Background: Intake of conventionally grown fruits and vegetables (FVs) is an important route of exposure to pesticide residues in the general population. However, whether health risk stemming from exposure to pesticides through diet could offset benefits of consuming FVs is unclear.
Objective: We assessed the association of FV intake, classified according to their pesticide residue status, with total and cause-specific mortality.
Methods: We followed 137,378 women (NHS, 1998-2019, and NHSII, 1999-2019) and 23,502 men (HPFS, 1998-2020) without cardiovascular disease, cancer, or diabetes at baseline. FV intake was assessed using validated food frequency questionnaires and categorized as having high- or low-pesticide-residues using data from the USDA Pesticide Data Program. Cox proportional hazards models were used to estimate hazard ratios (HRs) and 95% confidence intervals (CI) for total and cause-specific mortality associated with high- and low-pesticide-residue FV intake.
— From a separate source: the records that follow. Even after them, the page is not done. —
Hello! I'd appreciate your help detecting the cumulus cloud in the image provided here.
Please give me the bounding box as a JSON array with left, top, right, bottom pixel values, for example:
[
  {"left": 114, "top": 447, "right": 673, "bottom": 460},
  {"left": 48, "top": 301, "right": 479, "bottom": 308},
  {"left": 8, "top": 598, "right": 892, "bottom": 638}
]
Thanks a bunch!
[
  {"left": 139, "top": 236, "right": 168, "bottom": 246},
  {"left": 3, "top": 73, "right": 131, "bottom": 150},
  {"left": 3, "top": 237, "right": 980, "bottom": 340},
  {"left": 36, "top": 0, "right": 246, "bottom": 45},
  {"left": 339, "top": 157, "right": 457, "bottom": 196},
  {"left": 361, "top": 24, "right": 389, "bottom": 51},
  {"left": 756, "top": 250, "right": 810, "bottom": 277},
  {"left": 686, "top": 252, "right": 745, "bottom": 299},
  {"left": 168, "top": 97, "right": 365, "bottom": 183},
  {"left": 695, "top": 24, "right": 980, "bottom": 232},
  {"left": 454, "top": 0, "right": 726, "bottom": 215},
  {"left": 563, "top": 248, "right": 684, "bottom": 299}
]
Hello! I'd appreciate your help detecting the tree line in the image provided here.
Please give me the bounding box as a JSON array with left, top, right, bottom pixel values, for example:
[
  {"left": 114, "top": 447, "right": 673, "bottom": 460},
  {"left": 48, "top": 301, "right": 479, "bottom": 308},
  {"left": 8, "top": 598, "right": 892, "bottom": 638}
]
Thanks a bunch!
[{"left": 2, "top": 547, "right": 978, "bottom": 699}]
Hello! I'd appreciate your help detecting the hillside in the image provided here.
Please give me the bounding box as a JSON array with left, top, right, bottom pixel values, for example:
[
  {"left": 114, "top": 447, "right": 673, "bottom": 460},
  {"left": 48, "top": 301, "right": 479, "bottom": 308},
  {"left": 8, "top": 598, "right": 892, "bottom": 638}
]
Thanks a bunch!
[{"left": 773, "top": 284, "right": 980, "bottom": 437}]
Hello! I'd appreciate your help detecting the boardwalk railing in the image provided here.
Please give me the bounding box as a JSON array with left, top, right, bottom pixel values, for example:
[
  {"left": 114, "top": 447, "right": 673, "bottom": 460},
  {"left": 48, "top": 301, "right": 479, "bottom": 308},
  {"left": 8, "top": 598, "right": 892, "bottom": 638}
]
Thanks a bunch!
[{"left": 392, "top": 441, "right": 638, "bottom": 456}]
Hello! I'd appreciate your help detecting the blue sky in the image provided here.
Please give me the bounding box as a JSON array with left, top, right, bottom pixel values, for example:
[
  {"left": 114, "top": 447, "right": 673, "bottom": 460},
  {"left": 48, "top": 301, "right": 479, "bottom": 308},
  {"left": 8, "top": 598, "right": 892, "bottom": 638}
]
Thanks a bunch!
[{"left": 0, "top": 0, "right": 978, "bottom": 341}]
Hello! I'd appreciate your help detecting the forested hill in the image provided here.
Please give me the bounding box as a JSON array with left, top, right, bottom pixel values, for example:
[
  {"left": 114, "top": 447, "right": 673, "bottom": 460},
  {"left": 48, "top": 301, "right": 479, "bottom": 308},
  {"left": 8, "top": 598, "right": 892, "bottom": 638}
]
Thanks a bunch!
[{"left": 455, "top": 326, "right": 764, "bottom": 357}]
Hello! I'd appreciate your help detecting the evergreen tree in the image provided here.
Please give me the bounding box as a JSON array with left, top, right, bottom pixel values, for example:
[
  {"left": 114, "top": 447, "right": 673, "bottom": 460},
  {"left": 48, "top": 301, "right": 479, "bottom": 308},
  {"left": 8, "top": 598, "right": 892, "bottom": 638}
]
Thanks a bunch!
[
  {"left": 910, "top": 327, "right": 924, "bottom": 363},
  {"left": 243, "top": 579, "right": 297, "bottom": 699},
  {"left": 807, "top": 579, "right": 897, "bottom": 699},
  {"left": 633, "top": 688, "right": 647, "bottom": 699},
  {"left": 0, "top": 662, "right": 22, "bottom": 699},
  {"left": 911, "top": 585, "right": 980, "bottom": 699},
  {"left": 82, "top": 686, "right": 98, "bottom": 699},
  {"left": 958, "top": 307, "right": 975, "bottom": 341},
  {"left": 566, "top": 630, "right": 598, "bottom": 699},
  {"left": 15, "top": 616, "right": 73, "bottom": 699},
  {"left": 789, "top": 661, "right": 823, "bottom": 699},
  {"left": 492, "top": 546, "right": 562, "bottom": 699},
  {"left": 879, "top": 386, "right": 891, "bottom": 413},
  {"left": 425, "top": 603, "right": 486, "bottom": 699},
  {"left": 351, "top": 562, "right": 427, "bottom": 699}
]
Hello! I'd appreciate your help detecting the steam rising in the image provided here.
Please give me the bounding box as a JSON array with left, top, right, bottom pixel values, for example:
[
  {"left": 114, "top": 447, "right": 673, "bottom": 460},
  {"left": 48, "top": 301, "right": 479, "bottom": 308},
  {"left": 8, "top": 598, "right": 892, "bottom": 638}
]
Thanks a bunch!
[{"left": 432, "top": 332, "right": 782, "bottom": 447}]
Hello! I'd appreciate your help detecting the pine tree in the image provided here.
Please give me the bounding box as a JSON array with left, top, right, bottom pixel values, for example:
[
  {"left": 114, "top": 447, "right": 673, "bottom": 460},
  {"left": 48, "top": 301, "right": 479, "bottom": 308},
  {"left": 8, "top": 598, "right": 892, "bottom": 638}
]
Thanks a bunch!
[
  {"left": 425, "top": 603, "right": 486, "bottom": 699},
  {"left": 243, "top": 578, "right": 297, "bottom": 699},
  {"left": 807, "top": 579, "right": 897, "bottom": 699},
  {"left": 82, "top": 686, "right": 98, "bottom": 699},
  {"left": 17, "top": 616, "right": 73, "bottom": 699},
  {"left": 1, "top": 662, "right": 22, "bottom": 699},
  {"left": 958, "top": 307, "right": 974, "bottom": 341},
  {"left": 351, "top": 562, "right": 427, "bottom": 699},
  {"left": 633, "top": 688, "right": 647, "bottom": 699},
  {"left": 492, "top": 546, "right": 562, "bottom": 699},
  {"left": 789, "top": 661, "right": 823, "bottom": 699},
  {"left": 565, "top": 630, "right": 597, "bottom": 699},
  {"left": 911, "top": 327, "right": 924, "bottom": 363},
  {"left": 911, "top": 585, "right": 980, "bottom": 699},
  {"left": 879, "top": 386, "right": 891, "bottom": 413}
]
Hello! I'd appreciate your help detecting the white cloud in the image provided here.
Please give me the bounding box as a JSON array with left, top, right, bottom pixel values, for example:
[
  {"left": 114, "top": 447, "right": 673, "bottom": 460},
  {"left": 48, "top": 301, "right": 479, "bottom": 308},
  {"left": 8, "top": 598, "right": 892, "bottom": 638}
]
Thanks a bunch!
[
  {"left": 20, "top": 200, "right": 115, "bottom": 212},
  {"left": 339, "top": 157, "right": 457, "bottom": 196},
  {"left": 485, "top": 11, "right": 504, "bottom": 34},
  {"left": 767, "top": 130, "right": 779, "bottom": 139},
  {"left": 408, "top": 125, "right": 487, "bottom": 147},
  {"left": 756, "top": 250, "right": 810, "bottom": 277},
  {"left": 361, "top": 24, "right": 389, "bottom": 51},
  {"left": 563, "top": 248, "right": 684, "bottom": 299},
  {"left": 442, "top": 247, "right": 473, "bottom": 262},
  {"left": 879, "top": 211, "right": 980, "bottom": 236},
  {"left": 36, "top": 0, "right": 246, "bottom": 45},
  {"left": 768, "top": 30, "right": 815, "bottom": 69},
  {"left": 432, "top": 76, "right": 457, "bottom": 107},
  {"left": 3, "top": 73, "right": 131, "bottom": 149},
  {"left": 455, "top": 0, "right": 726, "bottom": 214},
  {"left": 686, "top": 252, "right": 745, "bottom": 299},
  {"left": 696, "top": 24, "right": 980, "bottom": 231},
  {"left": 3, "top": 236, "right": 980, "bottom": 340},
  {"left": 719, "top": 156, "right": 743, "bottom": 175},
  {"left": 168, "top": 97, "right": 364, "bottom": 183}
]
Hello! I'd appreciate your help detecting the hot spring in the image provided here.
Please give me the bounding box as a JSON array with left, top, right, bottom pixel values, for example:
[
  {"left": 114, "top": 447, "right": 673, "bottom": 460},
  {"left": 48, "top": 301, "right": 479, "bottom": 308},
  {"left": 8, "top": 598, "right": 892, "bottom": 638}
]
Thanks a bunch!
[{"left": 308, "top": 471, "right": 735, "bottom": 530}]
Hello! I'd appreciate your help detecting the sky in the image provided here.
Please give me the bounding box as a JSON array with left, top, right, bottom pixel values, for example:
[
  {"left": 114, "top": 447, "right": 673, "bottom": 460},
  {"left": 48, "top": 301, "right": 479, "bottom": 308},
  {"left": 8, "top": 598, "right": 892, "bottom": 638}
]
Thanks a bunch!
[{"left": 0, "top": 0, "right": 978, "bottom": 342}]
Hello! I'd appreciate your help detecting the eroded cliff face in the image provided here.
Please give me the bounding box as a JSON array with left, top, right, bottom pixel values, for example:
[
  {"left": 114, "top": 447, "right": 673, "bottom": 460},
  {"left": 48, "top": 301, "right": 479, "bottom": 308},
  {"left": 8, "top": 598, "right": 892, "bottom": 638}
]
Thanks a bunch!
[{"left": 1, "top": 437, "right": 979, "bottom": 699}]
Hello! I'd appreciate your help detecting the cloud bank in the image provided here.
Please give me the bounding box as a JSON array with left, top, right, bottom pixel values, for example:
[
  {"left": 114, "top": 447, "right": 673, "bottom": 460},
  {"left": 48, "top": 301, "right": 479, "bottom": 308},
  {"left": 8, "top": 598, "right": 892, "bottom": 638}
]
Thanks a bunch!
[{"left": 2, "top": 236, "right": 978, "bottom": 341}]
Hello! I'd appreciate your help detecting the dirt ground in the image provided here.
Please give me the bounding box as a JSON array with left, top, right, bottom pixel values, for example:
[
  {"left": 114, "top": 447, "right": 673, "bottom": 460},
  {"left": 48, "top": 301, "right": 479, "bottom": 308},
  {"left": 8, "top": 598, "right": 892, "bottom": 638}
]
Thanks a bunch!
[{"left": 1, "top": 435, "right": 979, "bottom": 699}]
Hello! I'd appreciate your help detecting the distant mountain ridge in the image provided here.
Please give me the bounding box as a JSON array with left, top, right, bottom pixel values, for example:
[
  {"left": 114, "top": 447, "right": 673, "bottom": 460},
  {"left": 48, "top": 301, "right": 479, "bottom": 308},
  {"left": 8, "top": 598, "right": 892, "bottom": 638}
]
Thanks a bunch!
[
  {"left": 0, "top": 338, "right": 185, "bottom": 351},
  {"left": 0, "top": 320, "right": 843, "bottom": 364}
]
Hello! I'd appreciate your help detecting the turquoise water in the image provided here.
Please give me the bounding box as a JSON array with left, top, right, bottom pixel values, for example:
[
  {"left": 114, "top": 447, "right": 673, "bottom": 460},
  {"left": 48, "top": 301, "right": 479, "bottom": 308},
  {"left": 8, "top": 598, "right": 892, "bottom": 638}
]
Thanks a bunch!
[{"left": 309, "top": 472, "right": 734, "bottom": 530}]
Results: A total of 27,026 deaths, including 4,318 from CVD and 6,426 from cancer, were documented during 3,081,360 person-years of follow-up. In multivariable-adjusted analyses, participants who consumed ≥4 servings/day of low-pesticide-residue FVs had 36% (95% CI: 32%-41%) lower mortality risk compared to participants who consumed <1 serving/day. The corresponding estimate for high-pesticide residue FV intake was 0.93 (95% CI: 0.81-1.07). This pattern was similar across the three most frequent causes of death (cardiovascular disease, cancer and respiratory diseases).
Conclusions: High-pesticide-residue FV intake was unrelated whereas low-pesticide residue FV intake was inversely related to all-cause mortality, suggesting that exposure to pesticide residues through diet may offset the beneficial effect of FV intake on mortality.